Florida governor backs defined contribution shift

Updated April 14, 2011

Florida Gov. Rick Scott, one of the three trustees of the $156.8 billion Florida State Board of Administration, Tallahassee, on Tuesday endorsed a new coalition's effort to replace the defined benefit plan of the Florida Retirement System and other public-sector sponsors in the state with defined contribution plans.

Called Floridians for Sustainable Pensions, the coalition lists as its top priority recommendation “to bring the public sector more in line with the private sector by replacing taxpayer-guaranteed pension promises with 401(k)-type personal retirement savings plans which government employees own and control,” according to a statement from the coalition.

Mr. Scott said at a news conference announcing the formation of the coalition, “Government pension reform is a priority issue for me. In the past few months, I've heard from concerned citizens across the state about the problems Florida could face if we do not make real and significant changes to the current system. I am hopeful we will continue to look for ways to improve the system next legislative session. I'm confident that FSP will make a difference in those discussions by their ability to ensure Floridians have an organized and research-backed voice to urge action.”

Mr. Scott is not a member of the coalition, according to Valerie Wickboldt, coalition spokeswoman. Its members include the Florida Chamber of Commerce, Florida National Federation of Independent Businesses, and Associated Industries of Florida.

“Although the Florida Retirement System is better off than the pension plans of some of Florida's major cities, improvements are still needed to create a system that is viable for years to come,” coalition member J. Robert McClure III, president and CEO of the James Madison Institute, a public policy organization, said in the statement. Citing an institute study, “Protecting Florida's Cities Through Pension Reform,” he said the potential pension financial problem “can be addressed by encouraging local governments to place all new employees in a 401(k)-style defined contribution plan rather than defined benefit. … It's time for politicians to quit making pension promises that the next generation will have to finance.”

Florida Retirement System, which the FSBA oversees, offers participants a choice between a $128.4 billion defined benefit plan and its $6.3 billion 401(a) defined contribution plan. As of Dec. 30, 15% of actively employed participants had moved to the defined contribution plan and 21% to 26% of new hires annually have chosen the DC plan, according to an FSBA report.
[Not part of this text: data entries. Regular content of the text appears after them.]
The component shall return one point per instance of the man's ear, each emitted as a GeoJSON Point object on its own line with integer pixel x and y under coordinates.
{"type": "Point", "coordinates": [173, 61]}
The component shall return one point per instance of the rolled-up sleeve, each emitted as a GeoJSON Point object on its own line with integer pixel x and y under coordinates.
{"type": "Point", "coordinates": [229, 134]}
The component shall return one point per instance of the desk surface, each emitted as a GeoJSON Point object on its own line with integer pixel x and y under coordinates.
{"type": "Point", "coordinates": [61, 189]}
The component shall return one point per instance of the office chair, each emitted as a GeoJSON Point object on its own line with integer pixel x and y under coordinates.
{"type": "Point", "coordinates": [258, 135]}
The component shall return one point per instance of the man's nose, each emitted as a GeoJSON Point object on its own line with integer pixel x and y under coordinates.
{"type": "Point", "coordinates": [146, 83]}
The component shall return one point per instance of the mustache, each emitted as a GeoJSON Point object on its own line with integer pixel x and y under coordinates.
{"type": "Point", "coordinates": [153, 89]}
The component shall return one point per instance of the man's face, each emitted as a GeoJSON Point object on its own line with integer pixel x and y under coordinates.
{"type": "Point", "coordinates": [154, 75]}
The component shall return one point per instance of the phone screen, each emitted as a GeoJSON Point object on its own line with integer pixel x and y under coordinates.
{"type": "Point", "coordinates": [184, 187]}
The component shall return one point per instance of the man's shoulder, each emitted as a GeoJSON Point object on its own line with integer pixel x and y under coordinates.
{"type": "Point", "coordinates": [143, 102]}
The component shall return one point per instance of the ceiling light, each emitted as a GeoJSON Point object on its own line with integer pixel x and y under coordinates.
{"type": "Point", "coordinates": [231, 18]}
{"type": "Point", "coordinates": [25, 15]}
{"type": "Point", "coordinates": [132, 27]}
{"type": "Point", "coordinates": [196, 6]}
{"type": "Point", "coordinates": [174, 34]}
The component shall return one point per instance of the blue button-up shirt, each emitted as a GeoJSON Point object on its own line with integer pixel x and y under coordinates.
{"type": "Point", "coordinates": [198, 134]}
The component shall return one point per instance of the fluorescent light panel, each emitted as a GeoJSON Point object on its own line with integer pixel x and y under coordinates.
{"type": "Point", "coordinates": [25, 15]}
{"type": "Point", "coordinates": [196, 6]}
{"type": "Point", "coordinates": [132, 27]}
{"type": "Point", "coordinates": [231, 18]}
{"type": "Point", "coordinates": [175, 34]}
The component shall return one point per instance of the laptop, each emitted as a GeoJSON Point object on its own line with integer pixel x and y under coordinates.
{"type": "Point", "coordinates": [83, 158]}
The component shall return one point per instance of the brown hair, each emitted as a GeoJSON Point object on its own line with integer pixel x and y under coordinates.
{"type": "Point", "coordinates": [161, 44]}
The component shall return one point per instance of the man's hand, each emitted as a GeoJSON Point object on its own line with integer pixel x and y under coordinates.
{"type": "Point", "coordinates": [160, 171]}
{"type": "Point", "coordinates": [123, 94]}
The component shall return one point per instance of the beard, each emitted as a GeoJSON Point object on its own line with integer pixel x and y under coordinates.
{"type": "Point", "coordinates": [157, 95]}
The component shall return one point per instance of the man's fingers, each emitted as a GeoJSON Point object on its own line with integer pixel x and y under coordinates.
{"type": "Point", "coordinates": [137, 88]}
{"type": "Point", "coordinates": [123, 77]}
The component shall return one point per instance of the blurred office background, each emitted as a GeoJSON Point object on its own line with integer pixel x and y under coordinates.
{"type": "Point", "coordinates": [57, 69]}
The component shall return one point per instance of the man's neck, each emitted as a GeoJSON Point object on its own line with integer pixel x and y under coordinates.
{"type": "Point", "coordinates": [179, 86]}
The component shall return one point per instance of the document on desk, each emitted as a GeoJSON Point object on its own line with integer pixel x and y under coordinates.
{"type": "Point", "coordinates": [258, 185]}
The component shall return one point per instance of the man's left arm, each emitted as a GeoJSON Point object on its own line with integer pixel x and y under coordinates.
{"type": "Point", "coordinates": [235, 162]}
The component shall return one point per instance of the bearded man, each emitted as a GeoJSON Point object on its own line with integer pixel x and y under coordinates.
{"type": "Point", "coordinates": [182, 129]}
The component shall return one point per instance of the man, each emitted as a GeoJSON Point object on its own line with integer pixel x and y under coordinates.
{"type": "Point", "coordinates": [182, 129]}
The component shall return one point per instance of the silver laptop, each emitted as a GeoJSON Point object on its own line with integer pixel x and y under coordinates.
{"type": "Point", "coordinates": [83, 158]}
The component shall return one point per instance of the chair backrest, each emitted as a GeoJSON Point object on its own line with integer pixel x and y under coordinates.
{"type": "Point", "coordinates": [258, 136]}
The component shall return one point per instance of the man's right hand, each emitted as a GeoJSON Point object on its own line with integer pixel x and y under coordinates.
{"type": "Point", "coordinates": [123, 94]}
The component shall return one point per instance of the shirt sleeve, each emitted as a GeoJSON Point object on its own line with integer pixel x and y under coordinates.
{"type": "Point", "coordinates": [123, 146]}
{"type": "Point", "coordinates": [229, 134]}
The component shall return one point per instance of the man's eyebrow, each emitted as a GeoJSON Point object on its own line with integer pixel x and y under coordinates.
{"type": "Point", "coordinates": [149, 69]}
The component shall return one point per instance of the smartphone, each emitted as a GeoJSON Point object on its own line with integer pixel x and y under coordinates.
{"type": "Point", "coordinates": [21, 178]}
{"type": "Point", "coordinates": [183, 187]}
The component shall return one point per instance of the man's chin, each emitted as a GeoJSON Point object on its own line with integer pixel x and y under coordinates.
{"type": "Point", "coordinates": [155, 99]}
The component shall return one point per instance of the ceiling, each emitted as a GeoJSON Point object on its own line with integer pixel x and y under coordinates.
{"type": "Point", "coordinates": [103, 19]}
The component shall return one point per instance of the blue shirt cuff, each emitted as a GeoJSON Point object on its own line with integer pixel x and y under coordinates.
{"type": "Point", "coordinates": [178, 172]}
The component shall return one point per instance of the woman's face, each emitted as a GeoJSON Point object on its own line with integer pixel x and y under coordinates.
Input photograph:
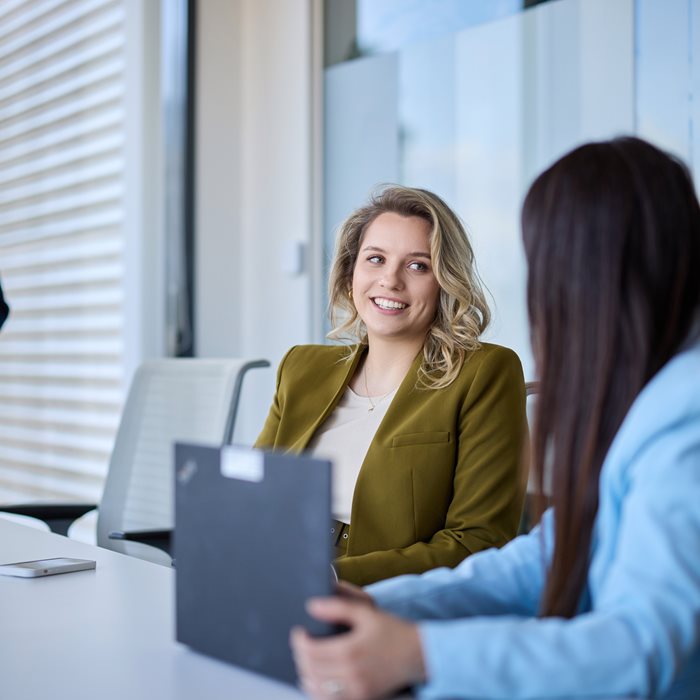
{"type": "Point", "coordinates": [393, 285]}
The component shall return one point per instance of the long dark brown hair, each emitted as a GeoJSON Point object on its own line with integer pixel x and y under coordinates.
{"type": "Point", "coordinates": [612, 239]}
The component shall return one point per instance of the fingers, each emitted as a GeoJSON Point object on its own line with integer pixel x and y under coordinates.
{"type": "Point", "coordinates": [348, 590]}
{"type": "Point", "coordinates": [345, 610]}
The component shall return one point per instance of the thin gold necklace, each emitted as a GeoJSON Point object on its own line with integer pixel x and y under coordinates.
{"type": "Point", "coordinates": [372, 405]}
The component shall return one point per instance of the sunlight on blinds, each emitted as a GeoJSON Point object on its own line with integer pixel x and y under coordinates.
{"type": "Point", "coordinates": [61, 244]}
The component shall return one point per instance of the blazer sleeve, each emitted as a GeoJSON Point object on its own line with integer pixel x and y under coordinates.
{"type": "Point", "coordinates": [507, 581]}
{"type": "Point", "coordinates": [488, 483]}
{"type": "Point", "coordinates": [268, 436]}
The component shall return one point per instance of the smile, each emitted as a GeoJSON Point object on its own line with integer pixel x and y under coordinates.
{"type": "Point", "coordinates": [388, 304]}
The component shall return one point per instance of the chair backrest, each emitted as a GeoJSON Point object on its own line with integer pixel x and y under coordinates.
{"type": "Point", "coordinates": [528, 518]}
{"type": "Point", "coordinates": [191, 400]}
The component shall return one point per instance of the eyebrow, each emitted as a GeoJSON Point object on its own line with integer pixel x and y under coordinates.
{"type": "Point", "coordinates": [413, 254]}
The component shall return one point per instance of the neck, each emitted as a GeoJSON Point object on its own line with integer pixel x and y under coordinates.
{"type": "Point", "coordinates": [385, 365]}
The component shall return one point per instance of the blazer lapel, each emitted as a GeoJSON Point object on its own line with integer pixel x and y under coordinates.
{"type": "Point", "coordinates": [336, 385]}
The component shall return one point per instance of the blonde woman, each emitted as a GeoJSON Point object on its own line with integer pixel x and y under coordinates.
{"type": "Point", "coordinates": [423, 423]}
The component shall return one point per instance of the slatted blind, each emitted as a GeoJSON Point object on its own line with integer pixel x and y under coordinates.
{"type": "Point", "coordinates": [61, 215]}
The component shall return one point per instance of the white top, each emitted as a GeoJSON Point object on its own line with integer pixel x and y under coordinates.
{"type": "Point", "coordinates": [344, 439]}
Alexis Lambert, spokeswoman for the office of Florida CFO Jeff Atwater — an FSBA trustee — said Mr. Atwater isn't familiar with the coalition's goals. She couldn't respond about Mr. Atwater's view on moving to a defined contribution system.

Florida Attorney General Pamela Jo Bondi — the other FSBA trustee — has not taken a position on the pension coalition or its initiatives,” Jennifer Krell Davis, deputy communications director and press secretary, said in an e-mail. FSBA officials declined to comment on the coalition or its effort, said John Kuczwanski, communications manager.